Biyombo hatte sich über die Jahre einen Ruf als offensiv arg limitierter Defensivcenter redlich verdient - nie erzielte er mehr als 7,4 Punkte pro Spiel, war fast immer ineffizient, obwohl er nahezu jeden seiner Abschlüsse am Ring nahm. Biyombo war nicht zuletzt für seine Betonhände bekannt. Einmal in seiner Karriere kam er auf 21 Punkte, 2018 in Diensten der Orlando Magic.

Das hat sich nun verändert. Biyombo legte gegen Indiana erneut 21 auf, gegen San Antonio und New Orleans (und nun Utah) gab es 17 beziehungsweise zweimal 16. Vier der besten zehn Scoring-Games seiner Karriere (immerhin schon 711 Spiele) hatte der Center in seinen bisher neun Einsätzen für Phoenix! Er kommt auf 10,8 Punkte bei 70,2 Prozent aus dem Feld, beides mit großem Abstand Career-Highs.

Die Karriere-Stats von Bismack Biyombo

SpielePunkteFG%ReboundsBlocksAssists
Karriere7115,2536,21,30,6
Phoenix910,870,27,61,21,3

Wie ist das möglich?
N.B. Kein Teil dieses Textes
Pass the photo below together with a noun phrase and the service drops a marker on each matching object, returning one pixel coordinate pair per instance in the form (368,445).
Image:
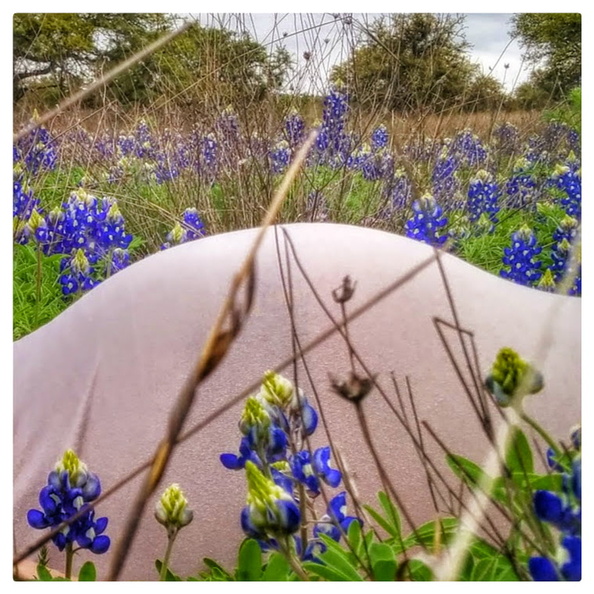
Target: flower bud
(172,508)
(511,377)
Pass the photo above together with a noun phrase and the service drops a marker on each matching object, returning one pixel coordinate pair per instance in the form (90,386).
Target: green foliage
(69,49)
(250,566)
(554,38)
(87,573)
(569,112)
(416,61)
(204,66)
(37,295)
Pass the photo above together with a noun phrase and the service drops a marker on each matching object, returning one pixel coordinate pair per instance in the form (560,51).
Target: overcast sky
(327,41)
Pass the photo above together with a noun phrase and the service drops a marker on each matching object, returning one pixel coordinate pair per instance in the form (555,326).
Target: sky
(328,40)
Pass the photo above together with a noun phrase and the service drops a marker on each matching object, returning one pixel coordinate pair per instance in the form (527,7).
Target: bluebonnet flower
(270,510)
(564,512)
(277,417)
(70,487)
(564,236)
(189,229)
(76,274)
(483,194)
(280,156)
(38,151)
(120,258)
(317,207)
(379,138)
(172,509)
(506,139)
(400,190)
(511,378)
(458,231)
(333,142)
(521,186)
(445,183)
(294,128)
(547,282)
(570,182)
(520,258)
(209,157)
(112,229)
(427,221)
(468,148)
(308,469)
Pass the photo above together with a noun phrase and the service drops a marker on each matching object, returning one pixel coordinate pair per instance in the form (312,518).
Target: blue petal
(248,526)
(37,519)
(314,549)
(92,488)
(309,418)
(336,506)
(572,570)
(101,525)
(232,462)
(542,569)
(328,529)
(100,544)
(290,516)
(548,507)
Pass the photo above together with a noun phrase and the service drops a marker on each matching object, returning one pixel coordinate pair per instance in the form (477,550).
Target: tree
(67,49)
(413,61)
(553,41)
(206,64)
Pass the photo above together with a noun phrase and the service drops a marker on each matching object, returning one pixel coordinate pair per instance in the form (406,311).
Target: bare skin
(102,378)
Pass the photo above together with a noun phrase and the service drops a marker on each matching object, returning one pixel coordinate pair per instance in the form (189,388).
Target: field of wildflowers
(88,203)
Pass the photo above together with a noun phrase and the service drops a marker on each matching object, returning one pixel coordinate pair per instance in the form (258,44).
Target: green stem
(170,539)
(69,559)
(295,565)
(38,286)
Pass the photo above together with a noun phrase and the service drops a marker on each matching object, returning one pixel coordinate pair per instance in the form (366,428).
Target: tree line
(401,62)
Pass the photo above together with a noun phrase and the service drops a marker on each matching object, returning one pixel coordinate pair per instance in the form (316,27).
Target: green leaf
(389,522)
(43,574)
(383,562)
(337,558)
(355,540)
(425,534)
(277,569)
(87,572)
(169,576)
(465,469)
(391,512)
(519,454)
(249,561)
(416,571)
(216,567)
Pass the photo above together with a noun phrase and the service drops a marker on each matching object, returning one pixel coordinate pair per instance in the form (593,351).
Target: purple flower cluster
(69,490)
(190,228)
(275,425)
(522,267)
(427,222)
(563,511)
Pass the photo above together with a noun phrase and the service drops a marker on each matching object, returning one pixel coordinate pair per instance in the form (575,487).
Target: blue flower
(379,138)
(308,470)
(483,194)
(426,222)
(520,258)
(70,487)
(270,510)
(335,522)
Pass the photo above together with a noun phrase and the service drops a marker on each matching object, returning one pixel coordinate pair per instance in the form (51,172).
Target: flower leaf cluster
(284,475)
(70,488)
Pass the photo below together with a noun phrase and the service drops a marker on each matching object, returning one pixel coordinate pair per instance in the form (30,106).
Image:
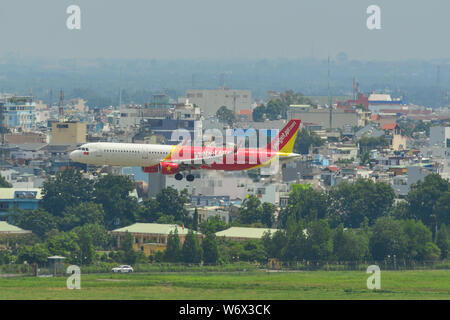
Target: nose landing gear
(189,177)
(178,176)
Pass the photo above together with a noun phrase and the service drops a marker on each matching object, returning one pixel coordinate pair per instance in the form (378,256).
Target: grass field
(431,284)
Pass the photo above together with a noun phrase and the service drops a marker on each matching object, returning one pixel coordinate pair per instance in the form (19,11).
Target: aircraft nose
(75,155)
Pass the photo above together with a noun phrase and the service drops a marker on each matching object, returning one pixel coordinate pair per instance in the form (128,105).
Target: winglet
(286,138)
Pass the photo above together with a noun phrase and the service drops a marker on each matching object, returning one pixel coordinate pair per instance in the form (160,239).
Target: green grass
(431,284)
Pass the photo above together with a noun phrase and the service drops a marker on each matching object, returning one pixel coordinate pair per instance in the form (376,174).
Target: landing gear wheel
(178,176)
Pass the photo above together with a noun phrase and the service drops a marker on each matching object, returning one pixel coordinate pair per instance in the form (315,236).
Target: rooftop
(155,228)
(241,232)
(5,227)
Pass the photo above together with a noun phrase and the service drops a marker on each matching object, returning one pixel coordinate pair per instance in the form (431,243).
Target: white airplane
(169,159)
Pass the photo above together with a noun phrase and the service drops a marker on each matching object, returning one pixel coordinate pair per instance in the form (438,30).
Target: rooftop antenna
(438,85)
(330,98)
(61,108)
(120,88)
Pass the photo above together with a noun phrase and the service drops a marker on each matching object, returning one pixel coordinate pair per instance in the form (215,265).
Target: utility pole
(330,99)
(438,86)
(61,108)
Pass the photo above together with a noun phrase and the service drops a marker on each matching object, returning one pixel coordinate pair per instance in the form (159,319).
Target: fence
(388,264)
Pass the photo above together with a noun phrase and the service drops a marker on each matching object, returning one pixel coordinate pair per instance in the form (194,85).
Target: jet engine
(168,168)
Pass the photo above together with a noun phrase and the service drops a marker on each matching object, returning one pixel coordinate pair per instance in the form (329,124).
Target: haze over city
(202,29)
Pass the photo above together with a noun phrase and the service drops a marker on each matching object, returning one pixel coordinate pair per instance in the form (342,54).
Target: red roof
(333,168)
(389,126)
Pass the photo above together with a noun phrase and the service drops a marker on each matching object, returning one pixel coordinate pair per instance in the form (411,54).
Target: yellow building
(68,133)
(150,237)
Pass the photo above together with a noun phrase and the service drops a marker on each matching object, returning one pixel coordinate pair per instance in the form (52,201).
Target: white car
(123,269)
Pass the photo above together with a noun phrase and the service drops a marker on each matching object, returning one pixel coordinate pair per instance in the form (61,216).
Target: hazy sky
(226,29)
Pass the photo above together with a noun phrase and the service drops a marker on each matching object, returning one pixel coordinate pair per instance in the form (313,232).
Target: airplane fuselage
(148,155)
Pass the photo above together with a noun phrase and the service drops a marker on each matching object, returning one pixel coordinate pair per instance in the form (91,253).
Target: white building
(210,101)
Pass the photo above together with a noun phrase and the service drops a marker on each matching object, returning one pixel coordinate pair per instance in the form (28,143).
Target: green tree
(65,244)
(418,237)
(351,202)
(253,250)
(210,249)
(80,214)
(348,245)
(126,246)
(432,252)
(429,200)
(149,211)
(191,251)
(305,203)
(113,193)
(267,214)
(388,239)
(38,221)
(173,248)
(319,242)
(295,248)
(36,254)
(213,225)
(5,257)
(101,239)
(171,202)
(250,211)
(67,188)
(195,220)
(87,252)
(274,243)
(443,241)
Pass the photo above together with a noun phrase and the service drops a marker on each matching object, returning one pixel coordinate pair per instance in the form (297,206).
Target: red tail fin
(286,138)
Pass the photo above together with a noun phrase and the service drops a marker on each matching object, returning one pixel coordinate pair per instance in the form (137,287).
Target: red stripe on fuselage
(243,159)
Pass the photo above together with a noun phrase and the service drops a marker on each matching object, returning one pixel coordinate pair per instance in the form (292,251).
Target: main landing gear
(189,177)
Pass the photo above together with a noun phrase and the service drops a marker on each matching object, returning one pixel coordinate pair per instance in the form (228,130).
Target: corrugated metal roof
(241,232)
(8,193)
(8,228)
(155,228)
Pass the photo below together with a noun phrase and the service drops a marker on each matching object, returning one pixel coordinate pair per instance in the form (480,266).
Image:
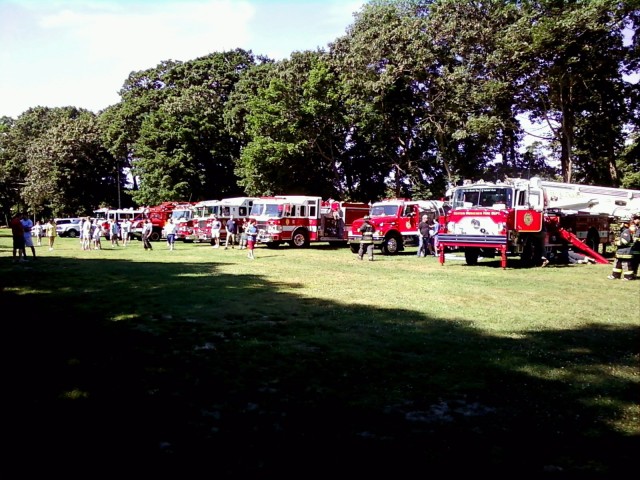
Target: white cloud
(79,53)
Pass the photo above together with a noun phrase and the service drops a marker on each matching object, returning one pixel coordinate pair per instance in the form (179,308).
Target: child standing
(252,235)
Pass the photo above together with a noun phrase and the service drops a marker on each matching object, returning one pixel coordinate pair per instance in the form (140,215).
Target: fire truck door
(528,210)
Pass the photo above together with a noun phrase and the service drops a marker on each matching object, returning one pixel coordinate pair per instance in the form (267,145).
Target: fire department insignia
(527,219)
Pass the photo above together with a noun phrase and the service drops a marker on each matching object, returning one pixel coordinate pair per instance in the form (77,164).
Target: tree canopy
(417,95)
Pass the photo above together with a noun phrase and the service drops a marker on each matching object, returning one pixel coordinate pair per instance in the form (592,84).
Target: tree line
(416,96)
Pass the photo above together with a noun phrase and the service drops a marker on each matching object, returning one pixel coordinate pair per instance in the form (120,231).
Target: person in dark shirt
(232,230)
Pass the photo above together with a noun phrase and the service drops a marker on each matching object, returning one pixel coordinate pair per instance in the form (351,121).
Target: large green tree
(183,150)
(296,131)
(66,169)
(571,58)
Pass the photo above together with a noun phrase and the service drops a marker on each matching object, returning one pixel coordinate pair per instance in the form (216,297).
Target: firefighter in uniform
(635,247)
(622,267)
(366,241)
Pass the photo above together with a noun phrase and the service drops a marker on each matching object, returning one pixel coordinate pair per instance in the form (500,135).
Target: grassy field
(199,363)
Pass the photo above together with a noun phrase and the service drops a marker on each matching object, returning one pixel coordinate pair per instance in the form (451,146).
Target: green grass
(310,362)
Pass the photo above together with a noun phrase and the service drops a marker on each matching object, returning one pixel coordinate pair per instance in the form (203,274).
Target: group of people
(428,237)
(92,231)
(22,231)
(245,236)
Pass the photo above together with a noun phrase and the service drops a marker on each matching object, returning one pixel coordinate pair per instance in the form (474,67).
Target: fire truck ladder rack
(580,245)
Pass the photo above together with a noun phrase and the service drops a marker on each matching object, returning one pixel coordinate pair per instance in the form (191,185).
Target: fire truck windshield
(383,210)
(266,210)
(181,215)
(488,197)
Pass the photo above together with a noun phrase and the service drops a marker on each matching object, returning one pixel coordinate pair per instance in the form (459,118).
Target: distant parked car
(68,227)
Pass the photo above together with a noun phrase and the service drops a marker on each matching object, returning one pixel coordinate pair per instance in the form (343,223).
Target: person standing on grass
(243,234)
(252,236)
(27,225)
(37,231)
(96,236)
(366,241)
(433,237)
(114,232)
(147,230)
(17,233)
(216,225)
(232,230)
(170,232)
(125,231)
(50,232)
(423,236)
(85,234)
(622,267)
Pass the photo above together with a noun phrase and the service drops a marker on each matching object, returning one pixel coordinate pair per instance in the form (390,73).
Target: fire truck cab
(530,218)
(301,220)
(236,207)
(396,223)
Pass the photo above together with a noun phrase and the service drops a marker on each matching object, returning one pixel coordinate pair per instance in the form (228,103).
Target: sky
(57,53)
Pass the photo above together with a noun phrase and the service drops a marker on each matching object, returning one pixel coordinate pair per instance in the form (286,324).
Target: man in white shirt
(27,224)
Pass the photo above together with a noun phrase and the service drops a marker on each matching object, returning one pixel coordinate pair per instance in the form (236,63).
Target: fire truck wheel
(593,240)
(392,245)
(299,239)
(471,255)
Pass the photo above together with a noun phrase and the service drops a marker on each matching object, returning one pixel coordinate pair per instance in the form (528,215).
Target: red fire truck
(396,223)
(300,220)
(236,207)
(532,218)
(158,215)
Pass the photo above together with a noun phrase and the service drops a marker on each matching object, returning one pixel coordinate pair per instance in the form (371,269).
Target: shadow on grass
(189,374)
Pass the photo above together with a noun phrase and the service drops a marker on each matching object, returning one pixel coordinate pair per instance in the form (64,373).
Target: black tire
(593,240)
(531,252)
(471,255)
(300,239)
(392,245)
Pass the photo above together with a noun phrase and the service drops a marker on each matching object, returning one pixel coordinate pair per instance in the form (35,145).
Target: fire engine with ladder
(236,207)
(532,217)
(158,215)
(396,223)
(300,220)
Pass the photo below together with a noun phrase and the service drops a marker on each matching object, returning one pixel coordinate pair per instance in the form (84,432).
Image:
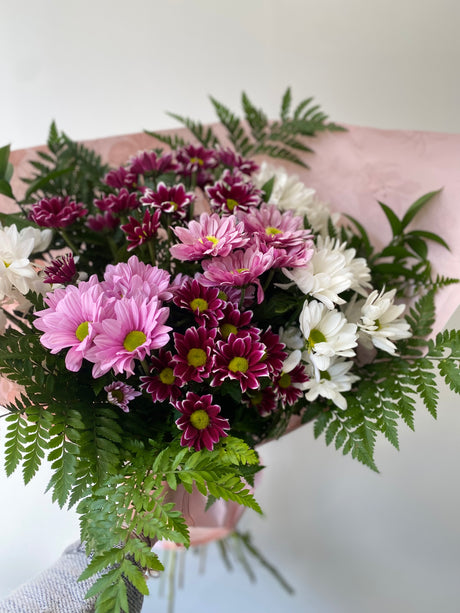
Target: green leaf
(417,206)
(395,223)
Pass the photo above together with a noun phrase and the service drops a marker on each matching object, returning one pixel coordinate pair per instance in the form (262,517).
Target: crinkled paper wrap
(351,171)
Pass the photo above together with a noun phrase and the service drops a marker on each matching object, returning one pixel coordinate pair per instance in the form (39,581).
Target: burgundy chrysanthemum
(102,221)
(161,383)
(234,321)
(240,359)
(204,302)
(149,163)
(120,177)
(231,159)
(61,270)
(119,202)
(232,194)
(172,199)
(274,351)
(56,212)
(200,422)
(139,232)
(265,401)
(285,384)
(198,161)
(195,354)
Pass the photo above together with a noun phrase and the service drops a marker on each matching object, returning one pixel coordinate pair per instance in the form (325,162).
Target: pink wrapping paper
(350,171)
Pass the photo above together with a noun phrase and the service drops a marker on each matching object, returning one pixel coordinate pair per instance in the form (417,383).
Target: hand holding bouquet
(166,317)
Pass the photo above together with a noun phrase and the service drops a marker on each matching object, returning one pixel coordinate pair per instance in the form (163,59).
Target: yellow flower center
(199,304)
(227,329)
(133,340)
(285,380)
(212,239)
(316,336)
(238,364)
(82,331)
(199,419)
(167,376)
(196,357)
(270,231)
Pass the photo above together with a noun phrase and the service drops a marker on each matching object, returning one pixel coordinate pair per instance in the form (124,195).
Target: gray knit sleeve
(56,590)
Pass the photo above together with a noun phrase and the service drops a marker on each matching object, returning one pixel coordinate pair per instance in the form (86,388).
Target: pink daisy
(211,236)
(135,330)
(118,203)
(134,277)
(161,383)
(120,394)
(287,384)
(276,229)
(239,269)
(56,212)
(200,422)
(194,359)
(173,199)
(61,270)
(70,320)
(139,232)
(240,359)
(232,193)
(204,302)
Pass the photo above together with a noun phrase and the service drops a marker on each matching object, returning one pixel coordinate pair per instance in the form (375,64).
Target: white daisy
(331,382)
(325,276)
(16,269)
(328,334)
(290,194)
(380,321)
(291,337)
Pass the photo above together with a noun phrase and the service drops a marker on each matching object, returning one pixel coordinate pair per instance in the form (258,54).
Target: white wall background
(348,540)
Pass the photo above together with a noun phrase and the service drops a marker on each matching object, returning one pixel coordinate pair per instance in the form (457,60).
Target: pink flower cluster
(111,323)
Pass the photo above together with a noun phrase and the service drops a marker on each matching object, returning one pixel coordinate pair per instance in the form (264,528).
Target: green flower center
(118,395)
(167,376)
(238,364)
(316,336)
(199,419)
(198,304)
(133,340)
(196,357)
(82,331)
(270,231)
(227,329)
(285,380)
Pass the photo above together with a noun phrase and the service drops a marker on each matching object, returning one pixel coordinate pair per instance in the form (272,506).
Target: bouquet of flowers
(163,319)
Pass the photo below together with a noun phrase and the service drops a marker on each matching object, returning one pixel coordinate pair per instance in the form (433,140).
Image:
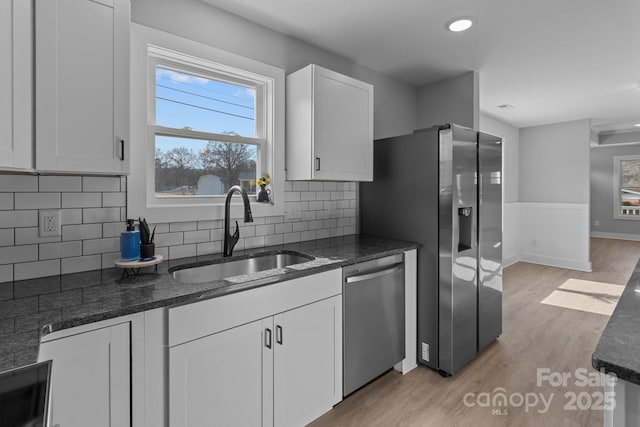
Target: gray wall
(395,102)
(510,155)
(602,192)
(554,163)
(453,100)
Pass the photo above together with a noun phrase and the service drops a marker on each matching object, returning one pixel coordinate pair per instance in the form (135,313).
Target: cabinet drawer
(192,321)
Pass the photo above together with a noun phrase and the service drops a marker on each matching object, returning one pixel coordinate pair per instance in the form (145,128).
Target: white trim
(140,181)
(616,188)
(617,236)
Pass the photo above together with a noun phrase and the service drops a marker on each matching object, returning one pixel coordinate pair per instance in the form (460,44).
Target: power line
(205,108)
(204,96)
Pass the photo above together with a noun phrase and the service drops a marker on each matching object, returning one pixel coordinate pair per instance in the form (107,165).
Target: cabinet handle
(267,338)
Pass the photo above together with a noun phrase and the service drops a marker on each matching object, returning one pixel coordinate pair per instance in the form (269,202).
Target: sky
(184,100)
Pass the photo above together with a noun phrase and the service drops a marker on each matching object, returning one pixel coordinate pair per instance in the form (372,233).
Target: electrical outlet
(50,223)
(425,351)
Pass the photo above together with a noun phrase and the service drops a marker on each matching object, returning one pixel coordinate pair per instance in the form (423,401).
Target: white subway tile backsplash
(100,183)
(6,201)
(18,183)
(60,250)
(30,235)
(95,215)
(114,199)
(291,237)
(182,251)
(60,183)
(316,186)
(71,216)
(113,229)
(208,248)
(81,263)
(12,219)
(100,246)
(36,200)
(254,242)
(292,196)
(108,260)
(196,236)
(7,237)
(32,270)
(169,239)
(300,186)
(274,219)
(6,273)
(274,239)
(301,226)
(81,200)
(284,228)
(94,212)
(265,230)
(183,226)
(330,186)
(81,232)
(15,254)
(309,195)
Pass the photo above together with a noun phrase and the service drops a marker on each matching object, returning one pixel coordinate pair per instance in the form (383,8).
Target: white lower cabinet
(91,377)
(283,369)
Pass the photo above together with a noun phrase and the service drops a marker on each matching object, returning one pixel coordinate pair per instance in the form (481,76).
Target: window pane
(630,188)
(192,167)
(185,101)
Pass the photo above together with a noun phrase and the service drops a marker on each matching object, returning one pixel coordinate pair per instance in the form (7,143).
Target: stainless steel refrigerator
(442,188)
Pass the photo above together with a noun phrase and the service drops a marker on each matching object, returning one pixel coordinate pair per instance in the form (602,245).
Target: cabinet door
(82,85)
(15,84)
(219,380)
(342,128)
(307,362)
(91,378)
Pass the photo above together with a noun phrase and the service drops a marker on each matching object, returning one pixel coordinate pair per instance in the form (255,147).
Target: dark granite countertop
(30,308)
(618,350)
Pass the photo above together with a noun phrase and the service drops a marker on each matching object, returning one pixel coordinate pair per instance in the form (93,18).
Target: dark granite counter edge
(225,287)
(619,346)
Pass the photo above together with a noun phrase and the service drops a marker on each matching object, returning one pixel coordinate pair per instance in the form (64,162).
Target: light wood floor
(534,336)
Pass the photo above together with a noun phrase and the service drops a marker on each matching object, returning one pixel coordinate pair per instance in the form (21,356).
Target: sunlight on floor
(585,295)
Wie schon viele Bigs vor ihm profitiert Biyombo ungemein von der Anwesenheit Chris Pauls; der Point God setzt ihn immer wieder stark im Pick'n'Roll ein, mit seiner physischen Dynamik bringt er eine Komponente in die Suns-Offense, die vor allem während der Abwesenheit von Deandre Ayton und JaVale McGee fehlte.

Biyombo setzt gute Screens und bringt jede Menge Energie mit, als Dunker sowie auch als Offensiv-Rebounder - momentan sammelt er komplett alberne 17 Prozent der Fehlwürfe seines Teams wieder ein und stopft sie liebend gerne selbst in den Korb. Gegen Indiana verteilte er gar selbst 5 Assists, teilweise sehenswert aus dem Short Roll, und stellte auch damit einen Karrierebestwert ein.

Suns-Coach Monty Williams hat eine komplizierte Entscheidung vor sich, wenn Ayton zurückkehrt. Dieser wird natürlich seinen Platz als Starter wieder einnehmen, für den Backup-Spot gibt es mit Biyombo und dem ebenfalls sehr soliden McGee nun zwei gute Optionen.

An der aktuellen Siegesserie hat Biyombo in jedem Fall einen (unerwartet) sehr großen Anteil. "Es ist eine Schande, dass er nicht in der Liga war. Er gibt dir alles, was er hat", schwärmte Paul kürzlich.